Primitive Man, c'est un groupe américain originaire de Denver (mais il n'y a pas de dinosaure sympathique chez eux). Ils officient admirablement bien dans le sludge/doom et un peu noise aussi depuis 2012. Ça suinte la musique malsaine pour le plus grand plaisir de nos canaux auditifs un peu masochistes. Après un premier album, Scorn (2013) ils nous gratifient d'un album toujours aussi lent et pesant, Caustic. Autant vous prévenir tout de suite, écouter Primitive Man, s'est subir un peu plus d'une heure et quart de calvaire.

Dès les premières secondes de "My Will" on sait tout de suite que ce grincement insupportable qui nous assaille c'est bien eux, Primitive Man. Y a des touches musicales qui ne trompent pas. Le chanteur du groupe, qui nous sort un raclement de gorge qui ferait ainsi le bonheur des concepteurs des pastilles Lisopaïne, tant on a mal pour lui et on sent qu'il en a rudement besoin ce pauvre garçon. Il y a une rage aisément perceptible. Mais qu'est-ce qui l'énerve donc tant ? On a un peu l'impression qu'on aurait écartelé l'Orangina Rouge tant il dégage une haine peu commune. Voilà. Mais, qu'on fasse quelque chose pour sa gorge, car il me fait vraiment de la peine.

"Victim" est le titre que j'ai connu grâce à son clip qui fleure bon le malaise. J'imagine déjà l'ambiance avec ce clip projeté dans une soirée mondaine. Le titre commence gentiment, avec puis le rythme s'accélère, pour de nouveau ralentir, laissant les vocalises si magnifiques de ce chanteur aisément perceptibles. C'est du grand Art, qu'il chante rauque ou qu'il essaye de nous cracher un bon gros glaviot, on sent bien que ça a dû demander des heures et des heures d'apprentissage. Très franchement, j'ai entendu ça nulle part ailleurs que chez Primitive Man. Il y a quand même quelques riffs qui sonnent comme un bon doom déprimant. Ah non, on ne parle pas là d'attitude victimaire, mais de gros malaise musical. Et quand le rythme s'accélère, mon cœur bat la chamade, je me demande quand est-ce que cela va s'arrêter, je me demande si je peux oser baisser le volume pour retrouver mon calme mais non. Je ne peux pas. Primitive Man, ça se subit, à l'image de ces pointes d'accélérations de la batterie qui t'étourdissent sans prévenir.

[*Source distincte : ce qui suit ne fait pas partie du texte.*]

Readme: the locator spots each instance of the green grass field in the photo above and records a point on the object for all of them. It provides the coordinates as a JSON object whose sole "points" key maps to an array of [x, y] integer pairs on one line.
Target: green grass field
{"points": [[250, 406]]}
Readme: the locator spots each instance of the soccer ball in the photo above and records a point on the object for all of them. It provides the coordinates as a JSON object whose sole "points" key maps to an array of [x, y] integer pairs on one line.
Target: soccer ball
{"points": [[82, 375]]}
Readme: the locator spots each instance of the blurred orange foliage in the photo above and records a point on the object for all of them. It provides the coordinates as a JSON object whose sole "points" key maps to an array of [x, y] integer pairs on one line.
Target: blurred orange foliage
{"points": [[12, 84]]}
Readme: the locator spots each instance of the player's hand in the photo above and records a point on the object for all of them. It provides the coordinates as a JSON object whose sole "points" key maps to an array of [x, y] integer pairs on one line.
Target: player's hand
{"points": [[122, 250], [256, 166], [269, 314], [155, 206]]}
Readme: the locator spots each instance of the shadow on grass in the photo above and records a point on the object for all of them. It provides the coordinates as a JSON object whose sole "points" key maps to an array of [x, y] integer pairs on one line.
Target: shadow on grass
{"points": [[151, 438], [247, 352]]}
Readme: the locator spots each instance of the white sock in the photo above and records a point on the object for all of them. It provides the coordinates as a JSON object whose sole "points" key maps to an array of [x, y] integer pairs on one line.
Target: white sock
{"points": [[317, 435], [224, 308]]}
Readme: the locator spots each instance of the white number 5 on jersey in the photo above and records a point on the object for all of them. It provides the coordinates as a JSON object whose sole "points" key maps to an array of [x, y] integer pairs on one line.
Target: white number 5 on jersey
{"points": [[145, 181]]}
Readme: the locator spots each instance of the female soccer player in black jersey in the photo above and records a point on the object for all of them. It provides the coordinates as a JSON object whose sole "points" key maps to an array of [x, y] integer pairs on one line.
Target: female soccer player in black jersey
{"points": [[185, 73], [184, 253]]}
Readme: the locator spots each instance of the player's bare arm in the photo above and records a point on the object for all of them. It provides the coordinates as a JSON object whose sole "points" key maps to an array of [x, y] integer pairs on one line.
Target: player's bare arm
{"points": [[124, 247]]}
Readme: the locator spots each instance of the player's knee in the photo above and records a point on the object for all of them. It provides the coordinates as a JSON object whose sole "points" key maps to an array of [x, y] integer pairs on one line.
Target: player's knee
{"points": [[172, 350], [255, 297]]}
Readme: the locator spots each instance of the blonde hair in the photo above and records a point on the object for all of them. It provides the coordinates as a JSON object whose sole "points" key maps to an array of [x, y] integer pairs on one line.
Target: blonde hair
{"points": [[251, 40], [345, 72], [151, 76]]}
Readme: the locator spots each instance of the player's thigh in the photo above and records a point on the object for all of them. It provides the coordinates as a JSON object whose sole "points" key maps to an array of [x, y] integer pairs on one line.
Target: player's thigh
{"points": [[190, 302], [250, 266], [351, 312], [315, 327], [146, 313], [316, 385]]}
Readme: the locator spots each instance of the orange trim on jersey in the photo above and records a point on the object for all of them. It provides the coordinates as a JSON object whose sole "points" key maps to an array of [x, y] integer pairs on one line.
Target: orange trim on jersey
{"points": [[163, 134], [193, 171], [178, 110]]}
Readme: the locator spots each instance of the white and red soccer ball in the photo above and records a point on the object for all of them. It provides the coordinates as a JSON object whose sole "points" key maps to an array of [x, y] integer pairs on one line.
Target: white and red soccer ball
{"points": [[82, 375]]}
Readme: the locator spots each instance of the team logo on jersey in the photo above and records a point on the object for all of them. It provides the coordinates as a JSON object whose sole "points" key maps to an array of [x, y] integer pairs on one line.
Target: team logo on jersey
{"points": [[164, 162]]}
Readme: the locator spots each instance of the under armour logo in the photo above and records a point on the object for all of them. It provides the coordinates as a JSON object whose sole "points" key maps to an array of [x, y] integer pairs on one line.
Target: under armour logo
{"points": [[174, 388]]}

Oh oui, ce titre est bien représentatif de l'esprit de l'album, c'est du grand art. On assiste ici à une lente agonie vocale, chapeau l'artiste. Moi aussi j'ai envie de t'achever.

Dans un grincement nous passons à l'autre titre "Caustic", on entend comme un bruit de moteur puis ce "iiiiiih" qui fait bien mal aux oreilles. et on enchaîne sur "Commerce". "Commerce" commence lentement, dans une ambiance doom dans un esprit franchement funeral mais avec un chant agressif. On sait ici que le calvaire risque de durer un peu plus que les autres titres. C'est le titre le plus lent, le plus contemplatif, pendant ces 12 minutes vous pourrez ainsi prendre le temps de reprendre votre souffle et apprécier un soupçon de musicalité supportable (oui, ça sera pas non plus super agréable, ne rêvez pas). C'est ainsi l'occasion d'assister à la lente agonie de votre pire ennemi dans un fond sonore dont seul Primitive Man a le secret. Ce titre me détend, étonnement. Après tant d'agressivité le choc est rude, mais salutaire. (hey c'est pas fini les mecs !) La saturation des instruments est à son paroxysme, sa lenteur pesante, et la batterie tonne quand elle en a bien envie. Au bout de 6 minutes, le rythme s'accélère et les guitares se font mélodie, enfin, une mélodie franchement angoissante, parce qu'il faut pas pousser non plus, on a dit qu'on écoutait du doom là. C'est un peu apocalyptique comme ambiance, mais jusque là, rien d'étonnant. Les mecs excellent en la matière cette ligne de basse continue suffit à nous enivrer, et ces cymbales auront raison de notre santé mentale. Enfin, si vous arrivez jusqu'à la fin. Ce n'est pas donné à tout le monde, faut le reconnaître. Après cette partie instrumentale, le chant finir par revenir, parce que bon, c'est bien aussi. Un rien haineux et agressif, fini le funéraire, de retour à l'agitation. 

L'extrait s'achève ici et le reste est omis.